What are the different types of executive pension plans?

Insured Plans – the most popular type of executive pension is an insured plan provided through an insurance company. It allows investment in a choice of pooled funds also called unit-linked or mutual funds and offers the cheapest way of investing in assets which can include equities, bonds, property, commodities, and deposits.

Self-directed Plans – these plans offer a hybrid of insured fund options as well as access to your own choice of specific equities or shares, they tend to be more expensive than insured executive pensions.

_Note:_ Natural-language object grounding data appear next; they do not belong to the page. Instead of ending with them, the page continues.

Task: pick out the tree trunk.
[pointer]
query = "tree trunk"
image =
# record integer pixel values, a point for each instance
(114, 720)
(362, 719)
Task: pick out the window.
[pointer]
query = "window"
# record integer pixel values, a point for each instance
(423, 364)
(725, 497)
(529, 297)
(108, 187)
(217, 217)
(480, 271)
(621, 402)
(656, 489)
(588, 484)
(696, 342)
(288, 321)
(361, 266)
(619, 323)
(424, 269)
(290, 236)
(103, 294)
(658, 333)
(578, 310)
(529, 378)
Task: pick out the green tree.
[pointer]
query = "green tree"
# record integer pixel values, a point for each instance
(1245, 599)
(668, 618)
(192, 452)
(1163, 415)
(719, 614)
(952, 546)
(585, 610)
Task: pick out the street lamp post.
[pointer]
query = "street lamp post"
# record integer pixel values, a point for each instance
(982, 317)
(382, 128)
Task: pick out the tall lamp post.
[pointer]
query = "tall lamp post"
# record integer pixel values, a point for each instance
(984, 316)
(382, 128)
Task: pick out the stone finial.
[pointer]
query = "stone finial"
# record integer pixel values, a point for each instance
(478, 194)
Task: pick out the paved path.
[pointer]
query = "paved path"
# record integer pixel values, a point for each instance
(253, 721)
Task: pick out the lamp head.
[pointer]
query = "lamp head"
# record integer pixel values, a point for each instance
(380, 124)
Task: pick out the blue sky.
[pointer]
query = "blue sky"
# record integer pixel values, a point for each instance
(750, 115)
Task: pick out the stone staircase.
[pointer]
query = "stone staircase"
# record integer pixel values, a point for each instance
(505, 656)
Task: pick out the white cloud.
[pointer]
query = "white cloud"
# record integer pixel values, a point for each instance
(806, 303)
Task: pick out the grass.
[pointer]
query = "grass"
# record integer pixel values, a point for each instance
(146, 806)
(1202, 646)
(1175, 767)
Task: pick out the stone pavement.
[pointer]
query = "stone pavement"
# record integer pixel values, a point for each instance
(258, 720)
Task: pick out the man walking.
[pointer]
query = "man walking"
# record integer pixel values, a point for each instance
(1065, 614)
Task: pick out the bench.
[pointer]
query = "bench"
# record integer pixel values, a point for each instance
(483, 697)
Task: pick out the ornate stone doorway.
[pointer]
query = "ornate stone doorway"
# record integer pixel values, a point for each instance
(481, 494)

Self-administered Plans – best suited to high-net-worth individuals who wish to select all their own investments, which may include direct property purchases, this is the most expensive option includes set-up fees, trustee charges, actuarial charges, and annual management charges in addition to any transactional costs associated with asset trades.

How do I ensure best advice and value for money?

We compare charges and investment performance of all leading insured and self-directed pension providers. We ensure that the recommended pension plan option, matches your appetite for investment risk and that any charges are fully transparent and kept to a minimum. We also offer you full online access to your pension plan from inception, with regular investment performance reviews.

What happens my pension fund if I were to die?

In the event of death before retirement, 4 times your annual remuneration at the date of death can be paid to your dependents, together with a refund of any personal contributions to the plan. The balance must generally be used to purchase an income for life for your spouse or any one or all of your dependants.

Post-retirement where you have already invested in an ARF, on your death the ARF can be transferred into your spouse’s name free of PAYE or Capital Gains Tax.

Can I cash in my pension early, if needs must?

You can now retire from age 50 and take 25% of your fund tax-free, under an executive pension.

If you have to stop working due to serious ill-health, you can take your pension benefits earlier than these stated ages!

Once you have taken your 25% tax-free, you can choose to reinvest the balance in an ARF (investing in funds for tax-free growth as before) and make regular and ad hoc withdrawals to provide an income.